SLO Mayor Heidi Harmon isn’t letting the man get her down either. “We’re going to be OK,” she wrote in a Facebook post with a photo of two Democratic female reps dressed in white at the #SOTU. “Hang in there team.” Δ
The Shredder is hanging in there and kind of wants some socks with avocados on them. Send thoughts to shredder@newtimesslo.com.
This article appears in Feb 7-17, 2019.



Hyper-explanation as an occasional literary device can be entertaining; humorous even. It has the added benefit of granting the writer license to re-frame an ongoing dialogue. For instance, if a columnist condescends to an audience by explaining some common sense process, he/she can then fudge certain components of said process and anchor weighted or biased points to them later. Adopting this voice also does the speaker the boon of allowing him/her the assumption that she/he is speaking from a position of superiority.
This can be leveraged in the pursuit of humor, as all satire has its roots in derision of some kind; or it can be parlayed into an ersatz licensure of moral authority, undeservedly bolstering the author’s ethos. (If things that haven’t occurred to us are such old hat to the columnist we’re reading, shouldn’t she or he be heard on other subjects?) So sparing pomposity is, indeed, an option an opinion writer should consider.
To assume this voice in perperuity, however (and with no exception granted to a very possible mitigative claim to mere laziness), is misguided.
Respectfully offered, Shredder, if it is a respected writer you wish to be, abandon the pretense and declare that you find us all hopelessly dim, or (preferably) adopt a less arrogant literary method. We’re all tired of feeling like you think we should thank you for these half-assed diatribes. What we’d thank you for is some sincerity and some now-and again-appreciation of the many good things that happen around here.
As a former Liquor store owner, when given the opportunity to get into the cannabis industry, my answer was NO! Its a shame that the regulations are in no way relative to like businesses. The massive amount of stigma and false equivalency has led the cannabis industry down a rabit hole of unnecessary regulation. A truer equivalence in regulation would see business licenses and regulations at a level somewhere between Right-Aid and 7-11. Cannabis is so much more benign than any prescription or alcohol product being sold without security, special zoning, or oversight, all over SLO. Hypocrisy is a poor practice especially for legislators.
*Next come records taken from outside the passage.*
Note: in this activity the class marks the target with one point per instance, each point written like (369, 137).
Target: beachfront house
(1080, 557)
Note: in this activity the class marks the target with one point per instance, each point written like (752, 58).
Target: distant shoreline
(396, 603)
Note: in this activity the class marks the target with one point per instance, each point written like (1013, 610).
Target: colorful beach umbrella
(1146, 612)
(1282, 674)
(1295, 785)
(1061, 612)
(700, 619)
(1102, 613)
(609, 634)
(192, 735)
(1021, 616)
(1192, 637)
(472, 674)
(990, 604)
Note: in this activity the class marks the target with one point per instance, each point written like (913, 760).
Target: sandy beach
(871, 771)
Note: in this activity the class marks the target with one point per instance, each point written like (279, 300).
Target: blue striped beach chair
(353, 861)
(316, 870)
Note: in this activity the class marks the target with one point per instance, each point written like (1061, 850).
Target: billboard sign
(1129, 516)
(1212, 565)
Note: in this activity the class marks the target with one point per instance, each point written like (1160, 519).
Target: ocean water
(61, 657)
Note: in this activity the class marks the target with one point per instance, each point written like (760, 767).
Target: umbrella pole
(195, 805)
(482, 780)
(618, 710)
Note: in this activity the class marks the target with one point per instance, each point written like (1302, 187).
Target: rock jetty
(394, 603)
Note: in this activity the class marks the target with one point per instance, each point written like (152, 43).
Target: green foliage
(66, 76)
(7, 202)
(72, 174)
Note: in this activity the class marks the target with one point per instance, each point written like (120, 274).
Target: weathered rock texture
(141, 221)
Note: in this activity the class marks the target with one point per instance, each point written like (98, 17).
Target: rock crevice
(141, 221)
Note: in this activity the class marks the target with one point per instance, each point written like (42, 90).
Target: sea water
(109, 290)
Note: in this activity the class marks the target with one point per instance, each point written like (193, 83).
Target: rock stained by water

@PaulEmbry, Shredder IS respected writer, s/he/they have won numerous literary and journalistic awards and is/are the only watchdogs this county has! The articles in shredder tell it like it is from a pessimistic, sarcastic and realistic point of view and its contributors don’t give a damn about whether anyone is offended intellectually, socially or morally. Keep up the good work shredder! You’re the only reason I read the slo new times, well besides the back page ads!